Batik Tanah Liek merupakan salah satu warisan budaya khas Sumatera Barat yang memiliki sejarah panjang dan unik. Di Kabupaten Dharmasraya, perkembangan batik ini tidak terlepas dari peran para perajin lokal yang berusaha mempertahankan identitas budaya daerah melalui karya tekstil tradisional.
Awal mula Batik Tanah Liek Dharmasraya bermula pada tahun 1995 melalui program pelatihan membatik yang dilaksanakan pada masa Repelita V dan VI. Saat itu, sejumlah peserta dari berbagai daerah di Sumatera Barat dikirim ke Solo dan Yogyakarta untuk mempelajari teknik membatik secara langsung.
Salah satu peserta pelatihan tersebut adalah Eni Mulyatni. Perempuan keturunan Jawa ini kemudian menjadi tokoh penting dalam perkembangan Batik Tanah Liek di Dharmasraya.
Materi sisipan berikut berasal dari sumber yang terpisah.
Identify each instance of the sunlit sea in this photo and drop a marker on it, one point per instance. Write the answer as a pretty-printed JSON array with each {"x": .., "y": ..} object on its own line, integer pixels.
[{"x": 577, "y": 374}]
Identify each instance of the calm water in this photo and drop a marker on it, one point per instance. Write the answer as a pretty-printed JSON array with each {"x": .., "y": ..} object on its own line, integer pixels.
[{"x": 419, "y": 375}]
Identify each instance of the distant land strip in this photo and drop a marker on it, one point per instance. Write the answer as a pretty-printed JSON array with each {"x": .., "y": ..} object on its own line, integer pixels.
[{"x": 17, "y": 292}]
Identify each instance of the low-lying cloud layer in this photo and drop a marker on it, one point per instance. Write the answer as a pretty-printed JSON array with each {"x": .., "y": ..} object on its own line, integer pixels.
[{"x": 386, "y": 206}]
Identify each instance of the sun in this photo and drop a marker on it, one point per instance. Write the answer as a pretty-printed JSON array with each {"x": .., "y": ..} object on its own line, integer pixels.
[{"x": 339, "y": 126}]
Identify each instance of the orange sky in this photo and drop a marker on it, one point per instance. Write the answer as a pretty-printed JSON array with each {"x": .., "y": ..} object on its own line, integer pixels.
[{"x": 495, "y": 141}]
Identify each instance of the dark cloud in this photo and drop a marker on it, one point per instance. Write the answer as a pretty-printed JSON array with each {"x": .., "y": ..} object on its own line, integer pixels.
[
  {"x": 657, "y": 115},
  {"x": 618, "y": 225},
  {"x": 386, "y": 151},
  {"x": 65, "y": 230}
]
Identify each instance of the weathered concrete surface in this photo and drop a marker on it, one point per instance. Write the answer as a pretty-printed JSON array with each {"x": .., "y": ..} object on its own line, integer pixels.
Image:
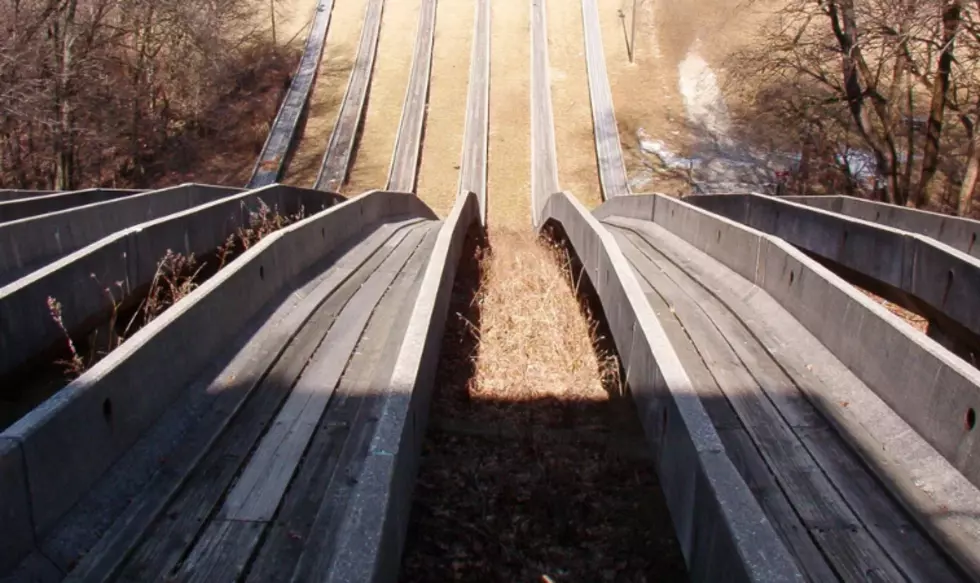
[
  {"x": 609, "y": 152},
  {"x": 29, "y": 243},
  {"x": 924, "y": 448},
  {"x": 15, "y": 516},
  {"x": 130, "y": 257},
  {"x": 723, "y": 532},
  {"x": 281, "y": 138},
  {"x": 38, "y": 205},
  {"x": 403, "y": 172},
  {"x": 912, "y": 270},
  {"x": 544, "y": 159},
  {"x": 473, "y": 166},
  {"x": 957, "y": 232},
  {"x": 374, "y": 532},
  {"x": 340, "y": 147},
  {"x": 138, "y": 385},
  {"x": 7, "y": 195}
]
Setelah kembali dari Jawa, ia mulai mencoba membuat batik sendiri pada tahun 1996.
Perjalanan mengembangkan batik tidak berjalan mudah. Produksi sempat berhenti untuk sementara waktu karena berbagai kendala. Namun semangat melestarikan budaya kembali tumbuh pada tahun 2000 ketika Eni Mulyatni memutuskan menghidupkan kembali usaha Batik Tanah Liek Citra.
Usaha tersebut kemudian menjadi pelopor batik tanah liek pertama di Kabupaten Dharmasraya. Kehadirannya membuka jalan bagi berkembangnya industri batik lokal yang mengangkat kekayaan alam dan budaya Minangkabau sebagai sumber inspirasi motif.
Istilah “tanah liek” sendiri merujuk pada teknik pewarnaan kain menggunakan tanah liat atau lumpur alami. Teknik ini dipercaya telah digunakan sejak lama dan memiliki kemiripan dengan metode pewarnaan kuno di beberapa negara Asia. Warna khas kuning kecokelatan yang dihasilkan menjadi identitas utama Batik Tanah Liek.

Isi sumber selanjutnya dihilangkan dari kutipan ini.